Concernant les incendies eux-mêmes, la région est touchée par le vent « Puelche » sec, qui est un vent influencé par l’effet Foehn des Andes. En un mot, il s’agit d’un phénomène qui se produit lorsqu’une masse d’air s’élève en raison d’un obstacle perpendiculaire à sa trajectoire, dans ce cas la chaîne de montagnes, se refroidit, condense son humidité et, sous le vent, descend très rapidement, en se réchauffant, mais en restant sèche… ce qui rend les combustibles encore plus faciles à brûler, et bien sûr, la propagation du feu plus facile. Par ailleurs, pendant la nuit, certains incendies ont réussi à former une colonne convective, et en peu de temps, à doubler leur surface. Mais l’incendie le plus violent, celui d’Angol, est survenu vendredi soir 3 février, qui après la pyro-convection, s’est développé à raison de 7 000 ha/h et a fini par rejoindre l’incendie de Santa Ana ; en quelques heures, il a parcouru 27 km, c’est énorme.
vft : Et entre temps, en brulant tout ce qui se trouvait sur son passage…
M.B. : Si nous continuons à caractériser cet épisode, nous ne pouvons pas laisser de côté le thème social. Tout le monde a vu des photos et des vidéos des incendies à l’intérieur des quartiers, des maisons en feu et des ravages post-feu. Nous connaissons également le nombre de morts et de blessés estimé à ce jour. Le fait que les zones d’interphase soient touchées oblige à gérer de nombreux autres aspects pendant l’urgence qui ne sont pas pris en compte lorsque seule la végétation est en feu, c’est un monde à part.
vft : De votre point de vue, de chercheuse, mais qui, en même temps, coopère à l’urgence incendie dans différentes parties du monde, quels changements croyez-vous nécessaires, s’il y a lieu ?
M.B. : Il est clair que la situation est en train de changer. L’Amérique latine était autrefois spectatrice de la survenue de grands incendies dans l’hémisphère Nord, mais ce n’est plus le cas.

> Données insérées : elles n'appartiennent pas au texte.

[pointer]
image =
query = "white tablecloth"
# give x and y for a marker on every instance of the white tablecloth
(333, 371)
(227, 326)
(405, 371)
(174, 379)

Au cours des dernières années, nous avons vu des incendies importants, comme ceux de Las Máquinas et d’Agua Fría, au Chili, en 2017 et 2020 ; ceux de La Pampa, Las Golondrinas, Corrientes et de Lago Martin, en Argentine, en 2018, 2021 et, les deux derniers en 2022 ; ceux de Roboré, en Bolivie, en 2019 et 2021. Tous méritent d’être rappelés pour nous avoir appris une chose ou une autre et donc, en prenant conscience de cette réalité, qui ne nous est plus étrangère, il est essentiel d’être proactif et de changer en mieux. Changer la façon de gérer le territoire, la société pendant l’urgence, mais aussi la manière, du point de vue de l’extinction, dont nous pensons l’incendie, nous priorisons et nous décidons de la meilleure façon de le travailler. Les méthodologies traditionnelles ont servi pour des incendies individuels, avec des vitesses et des intensités qui dépassaient difficilement certains seuils, mais face à ce nouveau changement, nous devons nous aussi évoluer.
vft : Merci Mercedes pour votre temps, pour nous avoir placés dans le contexte de cet épisode et de nous avoir fait connaître un peu mieux votre rôle intéressant dans cette urgence.